Galilean State Estimation for Inertial Navigation Systems with Unknown Time Delay

TL;DR

This paper presents a novel geometric framework using Galilean symmetry and an Equivariant Filter for joint state and delay estimation in INS, outperforming traditional EKF methods especially with unknown GNSS delays.

Contribution

It introduces a new Galilean symmetry-based geometric model and an Equivariant Filter for accurate, consistent joint estimation of navigation states and unknown time delays in INS.

Findings

The EqF maintains accuracy and consistency across delays up to 500 ms.

The EKF's performance degrades significantly with increasing delays.

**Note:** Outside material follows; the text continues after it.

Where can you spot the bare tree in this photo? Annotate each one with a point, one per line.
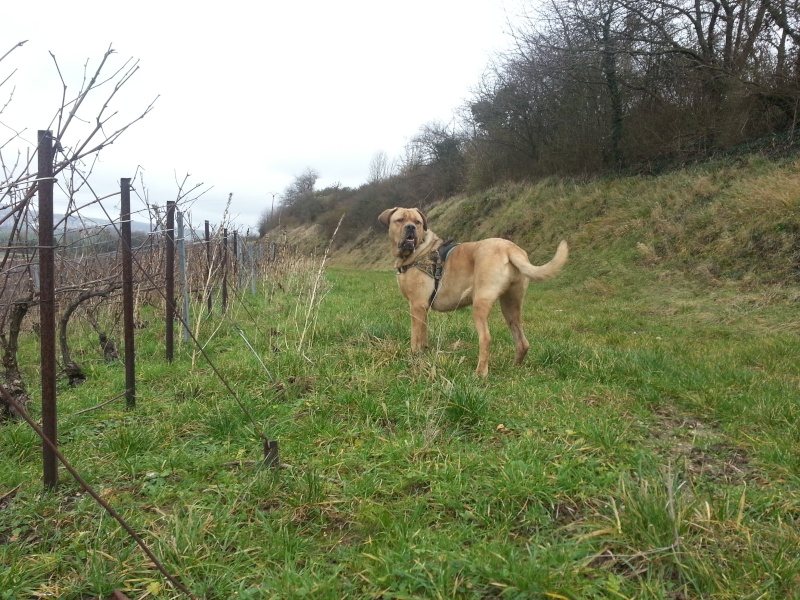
(78, 139)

Validation on UAVs shows the proposed method outperforms state-of-the-art EKF.

Abstract

Many Inertial Navigation Systems (INS) use Global Navigation Satellite System (GNSS) position as the primary measurement to drive filter performance and bound error growth. However, commercial-grade GNSS receivers introduce unknown measurement delays ranging from 50 ms to 300 ms depending on sensor quality and operating mode. Such time delays can significantly degrade INS performance unless they are explicitly compensated for. Existing algorithms commonly estimate this delay offline, run the filter concurrently with GNSS measurements using buffered Inertial Measurement Unit (IMU) data, and predict the current state by forward-integrating buffered inertial measurements via IMU preintegration. The state-of-the-art online method is an Extended Kalman Filter (EKF) that explicitly models the time delay as a state parameter, which defines the preintegration duration. This paper introduces a novel geometric framework for modeling time-delayed INS, in which Galilean symmetry is leveraged to provide a joint representation of space and time for consistent state estimation. An Equivariant Filter (EqF) is derived for the coupled estimation of navigation states and time delay. Validation is performed on two fixed-wing Uncrewed Aerial Vehicles (UAV) with GNSS time lags of 90 ms and 120 ms. The test flights last two to three minutes. Simulations further investigate delays up to 500 ms and provide a statistical comparison against the state-of-the-art EKF. Results show that the EqF preserves accuracy and consistency, while the EKF lacks consistency and its performance degrades significantly with increasing measurement delays.